This year we’re having Thanksgiving at home. My mom decided she didn’t want to come, partly because last week I visted her and we had “Thanksgiving Feast” at the nursing home with Dad, partly because she doesn’t feel up to having a “holiday” right now.
So this afternoon I shopped in two grocery stores (one for the turkey, the other for the fixings) — crowded, crowded even on Monday afternoon — and had a really hard time keeping from bursting into tears. I’m getting all shiny-eyed even now, thinking of it. As I walked through the store I thought about the stuff I used to make (or Mom used to make), and then got all practical, and didn’t buy the materials. Devilled eggs? Nope. Green beans? Olives? Nope, nope.
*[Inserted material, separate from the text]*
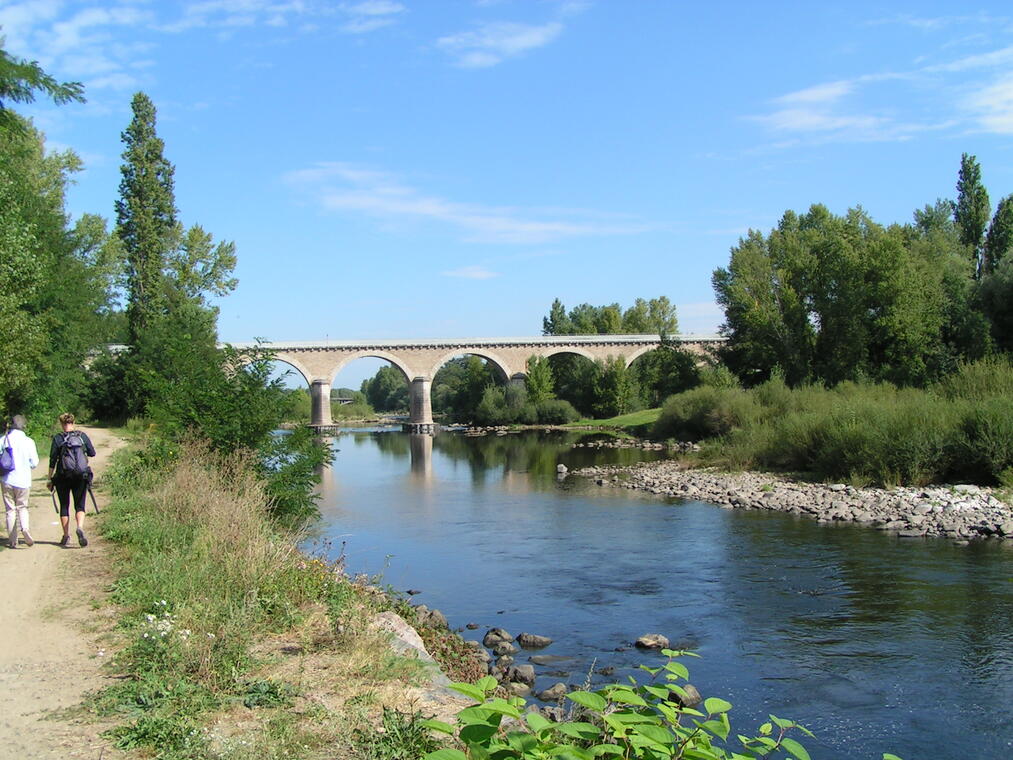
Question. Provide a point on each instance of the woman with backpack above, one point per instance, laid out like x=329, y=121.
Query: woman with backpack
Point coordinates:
x=70, y=473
No pickles, no white potatoes, no yeast for homemade bread.
However I did buy oysters, though only Dad and I like oyster stuffing. It gives me a connection to him and to my past. And, to be honest, it gives me my own bowl of stuffing in a family that fights for it.
We’re not going to starve, but it won’t really seem feastly. Perhaps we need to create some new traditions — the ceremonial stacking of the crap in the dining room, perhaps, or the ritualistic shaking of the tablecloth (wonder where those got to?). I might even try to wade to the place where the candles are stored… or perhaps it would be better to just go buy more.
Well, maybe I can do it after all. If only for the oyster stuffing.
20 Nov, 2005
Did you ever just want to take a stir-stick to your brain? I’m not talking lobotomy or anything like that — I just want to stop thinking about the crap I’m thinking about. It’s kinda like having a song stuck in your head (in my case, it’s some song by ELO which is being used by J. C. Penney(?) for its holiday advertising), but it’s worse: those thoughts that I know are bad for me that keep repeating only the awful bits like a broken record… Hey, is that a valid metaphor anymore?
Aha! Something new to obsess over. Good!